CKHW and ICKW were responsible for the study concept. CKHW, LYM, ICHA reviewed the literature, designed statistical analysis, conducted analyses, wrote the manuscript; CKHW, LYM, ICHA reviewed the literature, contributed to the interpretation of the analysis, and wrote the manuscript. ICHA and FWTC conducted analyses. CKHW, LYM, FTTL, XL, EYFW, CSLC, EWYC, WYC, FWTC, MFY, ICKW contributed to the interpretation of the analysis, critically reviewed and revised the manuscript. All authors contributed to the interpretation of the analysis, critically reviewed and revised the manuscript, and approved the final manuscript as submitted. The corresponding author attests that all listed authors meet authorship criteria and that no others meeting the criteria have been omitted.

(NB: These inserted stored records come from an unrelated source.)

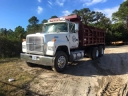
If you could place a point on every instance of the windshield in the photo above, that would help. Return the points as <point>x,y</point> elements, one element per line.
<point>55,27</point>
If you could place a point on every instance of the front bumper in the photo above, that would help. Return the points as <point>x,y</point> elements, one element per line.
<point>38,59</point>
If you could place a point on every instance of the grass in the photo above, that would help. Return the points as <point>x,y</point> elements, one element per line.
<point>10,68</point>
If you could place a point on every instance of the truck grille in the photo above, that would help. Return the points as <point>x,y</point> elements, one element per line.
<point>34,44</point>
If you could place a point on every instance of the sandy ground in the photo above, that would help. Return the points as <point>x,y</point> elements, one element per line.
<point>106,76</point>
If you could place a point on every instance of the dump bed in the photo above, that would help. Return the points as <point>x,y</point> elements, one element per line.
<point>90,35</point>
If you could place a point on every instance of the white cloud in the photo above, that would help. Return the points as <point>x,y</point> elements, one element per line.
<point>60,2</point>
<point>39,9</point>
<point>66,12</point>
<point>108,11</point>
<point>92,2</point>
<point>39,1</point>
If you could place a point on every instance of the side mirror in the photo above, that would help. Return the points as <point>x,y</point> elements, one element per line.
<point>76,27</point>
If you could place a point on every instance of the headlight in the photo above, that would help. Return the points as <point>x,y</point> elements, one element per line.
<point>50,48</point>
<point>23,46</point>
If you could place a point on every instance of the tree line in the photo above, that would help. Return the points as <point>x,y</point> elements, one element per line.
<point>116,29</point>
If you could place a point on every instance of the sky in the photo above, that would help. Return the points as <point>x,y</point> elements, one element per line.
<point>15,13</point>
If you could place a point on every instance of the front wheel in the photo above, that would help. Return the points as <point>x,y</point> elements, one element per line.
<point>60,62</point>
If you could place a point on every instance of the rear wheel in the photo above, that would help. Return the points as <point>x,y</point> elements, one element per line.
<point>60,62</point>
<point>94,53</point>
<point>101,51</point>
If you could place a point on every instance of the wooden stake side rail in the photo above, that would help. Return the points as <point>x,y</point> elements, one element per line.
<point>91,36</point>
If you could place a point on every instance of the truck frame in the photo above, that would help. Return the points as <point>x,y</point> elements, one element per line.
<point>64,40</point>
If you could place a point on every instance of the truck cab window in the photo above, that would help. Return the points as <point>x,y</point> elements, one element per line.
<point>56,27</point>
<point>71,27</point>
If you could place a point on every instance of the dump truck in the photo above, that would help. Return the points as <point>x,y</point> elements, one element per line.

Data availability statement

The data used in this study are not freely available. Approvals for the use of data were obtained from the Department of Health and the Hospital Authority specifically for this COVID-19 vaccine safety monitoring study. Authors are bound by ethical, legal and contractual conditions imposed by both Department of Health and the Hospital Authority, and are not allowed to use the data for any other purposes or divulge the data to any third parties. The vaccination record data are owned by the Department of Health. Clinical records are owned by Hospital Authority. Vaccination records were linked to clinical records on de-identified patients of the Hospital Authority. Following approvals from the Institutional Review Board, data requests were submitted and assessed by both Department of Health and Hospital Authority prior to data release for use by specified research delegates only. For further information regarding the data request and approval process, please see: (https://www3.ha.org.hk/data/Provision/Submission).

Conflicts of interest

Carlos King Ho Wong reports receipt of research funding from the EuroQoL Group Research Foundation, the Hong Kong Research Grants Council, and the Hong Kong Health and Medical Research Fund. Francisco Tsz Tsun Lai has been supported by the RGC Postdoctoral Fellowship under the Hong Kong Research Grants Council. Xue Li has received research grants from the Food and Health Bureau of the Government of the Hong Kong SAR, research and educational grants from Janssen and Pfizer; internal funding from University of Hong Kong; consultancy fee from Merck Sharp & Dohme, unrelated to this work. Eric Yuk Fai Wan has received research grants from the Food and Health Bureau of the Government of the Hong Kong SAR, and the Hong Kong Research Grants Council, outside the submitted work. Celine Sze Ling Chui has received grants from the Food and Health Bureau of the Hong Kong Government, Hong Kong Research Grant Council, Hong Kong Innovation and Technology Commission, Pfizer, IQVIA, and Amgen; personal fee from Primevigilance Ltd.; outside the submitted work. Esther Wai Yin Chan reports honorarium from Hospital Authority, grants from Research Grants Council (RGC, Hong Kong), grants from Research Fund Secretariat of the Food and Health Bureau, grants from National Natural Science Fund of China, grants from Wellcome Trust, grants from Bayer, grants from Bristol-Myers Squibb, grants from Pfizer, grants from Janssen, grants from Amgen, grants from Takeda, grants from Narcotics Division of the Security Bureau of HKSAR, outside the submitted work. MF Yuen is an advisory board member and/or received research funding from AbbVie, Arbutus Biopharma, Assembly Biosciences, Bristol Myer Squibb, Dicerna Pharmaceuticals, GlaxoSmithKline, Gilead Sciences, Janssen, Merck Sharp and Dohme, Clear B Therapeutics, Springbank Pharmaceuticals; and received research funding from Arrowhead Pharmaceuticals, Fujirebio Incorporation and Sysmex Corporation, outside the submitted work. Ian Chi Kei Wong reports research funding outside the submitted work from Amgen, Bristol-Myers Squibb, Pfizer, Janssen, Bayer, GSK, Novartis, the Hong Kong RGC, and the Hong Kong Health and Medical Research Fund, National Institute for Health Research in England, European Commission, National Health and Medical Research Council in Australia. Please refer to the accompanying ICMJE disclosure forms for further details.